Early in these lectures we discussed the twofold protective value of the coloration of the 'variable hare' (Lepus variabilis), which is distributed over the Arctic zone of the Old and New World, and also occurs in the higher regions of the Alps. Wherever there is a sharp contrast between winter and summer the variable hare exhibits the same specific type, being brown in summer and white in winter, but in regard to this very character of colour-change it forms races to some extent, for it is white for a longer or shorter time according to the length of the winter—in Greenland for the whole twelve months of the year, in Northern Norway only for eight or nine months, in the Alps for six or seven months, but in the south of Sweden and in Ireland not at all. There it remains brown in winter like our common hare (Lepus timidus). This is not a question of the direct effect of cold; if it were the species would become white in Southern Sweden also, for there is no lack of severe cold there, but the ground is not so uninterruptedly covered with snow, and so the white colour of the hare would be as often, probably oftener, a danger than a safeguard, and the more primitive double coloration has therefore been done away with by natural selection. The change of colour is thus hereditarily fixed, as is proved by the fact that the Alpine hare, if caught and kept in the valleys below, puts on a white dress at the usual time, which the common hare never does.
As in Southern Sweden the winter coloration has been wholly eliminated, so, conversely, from there to the Arctic zone the summer colouring has been more and more crowded out, and in the Farthest North it has totally disappeared from the characters of the species.
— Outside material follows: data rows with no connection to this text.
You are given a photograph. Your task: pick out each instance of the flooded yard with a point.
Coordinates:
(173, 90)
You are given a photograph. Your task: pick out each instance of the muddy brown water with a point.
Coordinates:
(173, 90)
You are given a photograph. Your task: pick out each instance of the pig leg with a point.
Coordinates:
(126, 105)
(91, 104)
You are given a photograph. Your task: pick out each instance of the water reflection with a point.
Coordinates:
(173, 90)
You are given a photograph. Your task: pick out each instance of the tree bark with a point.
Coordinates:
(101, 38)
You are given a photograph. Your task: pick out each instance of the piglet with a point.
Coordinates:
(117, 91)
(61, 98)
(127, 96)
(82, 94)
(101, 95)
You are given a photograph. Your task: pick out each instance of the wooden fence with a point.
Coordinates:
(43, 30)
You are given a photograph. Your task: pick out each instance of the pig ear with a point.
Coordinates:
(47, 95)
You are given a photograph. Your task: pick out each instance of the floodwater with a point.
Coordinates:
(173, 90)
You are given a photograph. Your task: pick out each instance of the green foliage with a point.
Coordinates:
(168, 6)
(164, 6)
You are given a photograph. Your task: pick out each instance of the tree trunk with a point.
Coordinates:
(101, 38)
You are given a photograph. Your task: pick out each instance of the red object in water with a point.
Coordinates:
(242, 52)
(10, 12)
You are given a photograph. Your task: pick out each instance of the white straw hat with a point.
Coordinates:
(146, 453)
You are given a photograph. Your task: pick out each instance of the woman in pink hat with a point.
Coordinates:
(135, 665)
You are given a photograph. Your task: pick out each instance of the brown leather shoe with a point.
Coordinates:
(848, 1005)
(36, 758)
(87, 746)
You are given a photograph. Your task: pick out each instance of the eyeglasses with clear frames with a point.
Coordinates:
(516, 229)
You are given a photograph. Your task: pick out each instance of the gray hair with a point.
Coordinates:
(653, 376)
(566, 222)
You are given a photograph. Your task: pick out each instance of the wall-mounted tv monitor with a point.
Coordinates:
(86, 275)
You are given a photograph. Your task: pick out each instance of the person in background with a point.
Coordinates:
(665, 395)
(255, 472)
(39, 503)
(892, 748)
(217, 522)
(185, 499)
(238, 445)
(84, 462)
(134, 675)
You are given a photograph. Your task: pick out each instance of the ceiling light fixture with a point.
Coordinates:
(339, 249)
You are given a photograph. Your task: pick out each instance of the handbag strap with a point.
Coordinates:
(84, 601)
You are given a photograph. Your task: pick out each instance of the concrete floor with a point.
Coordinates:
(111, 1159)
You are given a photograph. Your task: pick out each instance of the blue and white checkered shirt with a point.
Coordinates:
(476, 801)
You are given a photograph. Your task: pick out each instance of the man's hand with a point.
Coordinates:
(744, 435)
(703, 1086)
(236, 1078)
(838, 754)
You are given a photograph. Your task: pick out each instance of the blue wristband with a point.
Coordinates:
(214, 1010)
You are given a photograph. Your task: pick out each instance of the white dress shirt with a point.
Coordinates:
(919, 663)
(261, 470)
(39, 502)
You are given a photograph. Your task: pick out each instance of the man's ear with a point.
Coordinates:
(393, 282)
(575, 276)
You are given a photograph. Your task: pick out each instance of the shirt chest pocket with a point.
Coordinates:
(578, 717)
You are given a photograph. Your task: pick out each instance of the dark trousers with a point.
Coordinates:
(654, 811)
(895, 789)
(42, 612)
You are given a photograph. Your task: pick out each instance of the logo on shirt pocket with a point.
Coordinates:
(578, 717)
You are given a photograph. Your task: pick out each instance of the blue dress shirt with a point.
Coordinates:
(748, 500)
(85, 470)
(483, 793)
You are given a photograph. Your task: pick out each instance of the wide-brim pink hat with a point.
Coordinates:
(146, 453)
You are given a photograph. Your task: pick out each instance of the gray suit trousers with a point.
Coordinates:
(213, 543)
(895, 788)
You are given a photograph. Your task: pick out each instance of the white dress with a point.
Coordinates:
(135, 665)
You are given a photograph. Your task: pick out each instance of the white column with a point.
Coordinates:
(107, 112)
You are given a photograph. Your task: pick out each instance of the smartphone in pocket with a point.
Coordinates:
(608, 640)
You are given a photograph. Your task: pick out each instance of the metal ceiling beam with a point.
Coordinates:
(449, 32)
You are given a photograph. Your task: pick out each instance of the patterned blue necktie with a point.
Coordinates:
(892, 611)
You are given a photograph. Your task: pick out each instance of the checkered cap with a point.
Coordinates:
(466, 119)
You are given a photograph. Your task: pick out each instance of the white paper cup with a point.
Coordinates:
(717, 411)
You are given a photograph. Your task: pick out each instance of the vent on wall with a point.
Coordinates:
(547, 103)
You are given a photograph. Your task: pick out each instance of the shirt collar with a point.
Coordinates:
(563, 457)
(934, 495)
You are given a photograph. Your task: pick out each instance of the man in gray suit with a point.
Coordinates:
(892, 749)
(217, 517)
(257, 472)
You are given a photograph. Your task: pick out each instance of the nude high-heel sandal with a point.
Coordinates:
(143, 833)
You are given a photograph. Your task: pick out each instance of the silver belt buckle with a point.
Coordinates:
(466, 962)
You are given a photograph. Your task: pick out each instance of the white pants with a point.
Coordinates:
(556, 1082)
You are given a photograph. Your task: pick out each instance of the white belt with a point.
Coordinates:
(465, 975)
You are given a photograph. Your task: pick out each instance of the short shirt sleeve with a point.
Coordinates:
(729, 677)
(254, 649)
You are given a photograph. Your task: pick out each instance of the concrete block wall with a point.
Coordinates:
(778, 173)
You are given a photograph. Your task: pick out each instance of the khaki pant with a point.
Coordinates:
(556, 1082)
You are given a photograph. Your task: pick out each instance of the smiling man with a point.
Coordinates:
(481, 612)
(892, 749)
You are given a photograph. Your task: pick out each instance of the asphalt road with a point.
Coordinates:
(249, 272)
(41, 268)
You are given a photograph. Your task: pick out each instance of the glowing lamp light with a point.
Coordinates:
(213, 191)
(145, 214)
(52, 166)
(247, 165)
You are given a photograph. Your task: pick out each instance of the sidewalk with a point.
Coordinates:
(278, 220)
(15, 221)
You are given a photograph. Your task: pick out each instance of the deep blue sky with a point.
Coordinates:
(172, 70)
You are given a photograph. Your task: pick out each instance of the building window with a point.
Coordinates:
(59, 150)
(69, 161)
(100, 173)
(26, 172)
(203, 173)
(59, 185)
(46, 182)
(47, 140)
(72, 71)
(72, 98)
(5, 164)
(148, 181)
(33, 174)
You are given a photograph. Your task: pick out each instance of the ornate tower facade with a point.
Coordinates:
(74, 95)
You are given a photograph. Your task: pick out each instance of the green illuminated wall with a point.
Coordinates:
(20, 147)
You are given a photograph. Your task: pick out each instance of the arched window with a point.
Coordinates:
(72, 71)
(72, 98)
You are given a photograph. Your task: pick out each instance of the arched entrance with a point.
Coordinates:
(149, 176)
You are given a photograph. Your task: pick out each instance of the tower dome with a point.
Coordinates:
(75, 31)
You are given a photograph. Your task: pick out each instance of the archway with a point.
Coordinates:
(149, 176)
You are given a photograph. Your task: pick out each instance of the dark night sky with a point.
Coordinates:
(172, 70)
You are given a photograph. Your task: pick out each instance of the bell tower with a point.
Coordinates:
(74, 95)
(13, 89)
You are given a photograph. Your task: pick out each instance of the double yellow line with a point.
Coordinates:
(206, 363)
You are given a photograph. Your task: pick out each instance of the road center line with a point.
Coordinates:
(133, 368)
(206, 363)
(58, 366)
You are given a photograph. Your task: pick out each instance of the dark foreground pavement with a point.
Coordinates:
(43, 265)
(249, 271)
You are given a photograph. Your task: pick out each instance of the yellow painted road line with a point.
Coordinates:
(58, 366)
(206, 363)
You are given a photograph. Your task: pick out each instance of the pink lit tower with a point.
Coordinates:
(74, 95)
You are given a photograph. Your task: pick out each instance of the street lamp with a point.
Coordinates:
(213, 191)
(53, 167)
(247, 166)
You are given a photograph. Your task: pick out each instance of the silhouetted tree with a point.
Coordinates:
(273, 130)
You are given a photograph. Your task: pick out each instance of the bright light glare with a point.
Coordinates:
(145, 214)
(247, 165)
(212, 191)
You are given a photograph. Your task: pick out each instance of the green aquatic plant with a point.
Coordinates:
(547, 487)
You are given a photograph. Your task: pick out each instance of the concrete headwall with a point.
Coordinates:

We thus see that wherever the species lives the double colouring is regulated, as regards the duration of the winter coat, in exact harmony with the external conditions. There is a pure white, a pure brown, and a colour-changing race, and the latter is subdivided into two—one wearing the winter dress for six, the other for eight months. Probably these could be still further subdivided, if the different regions of the Scandinavian Peninsula were investigated individually from south to north. That the duration of the winter dress has its roots in the germ-plasm, and does not depend solely on the earlier or later period at which the cold sets in, is made clear by the two extreme forms, the white and the brown Lepus variabilis, as well as by the behaviour of captive animals. The familiar case of Ross's lemming, which remained brown in the warm cabin, and then suddenly became white when it was exposed to the cold of winter, only shows that the cold acts as a liberating stimulus. The preparatory changes in the pellage are already present, and the stimulus of cold brings them rapidly to a climax. Here, therefore, the necessary variations of the relevant germinal parts must have continually presented themselves for selection, which is intelligible enough, since it is merely a question of plus- or minus-variations. The fact that the six-months' dress can be transformed into an eight-months' dress must have its cause in some minute biological units of the germ-plasm; the determinants of the fur must be able to vary in such a way that a longer or shorter duration of the winter's coat is the result. The possibility of the whole variation depends upon the continual fluctuations of all determinants, now towards plus, now towards minus, and the necessity and inevitableness of each adaptation to the duration of the winter lies in the unceasing personal selection—the inexorable preferring of the better adapted.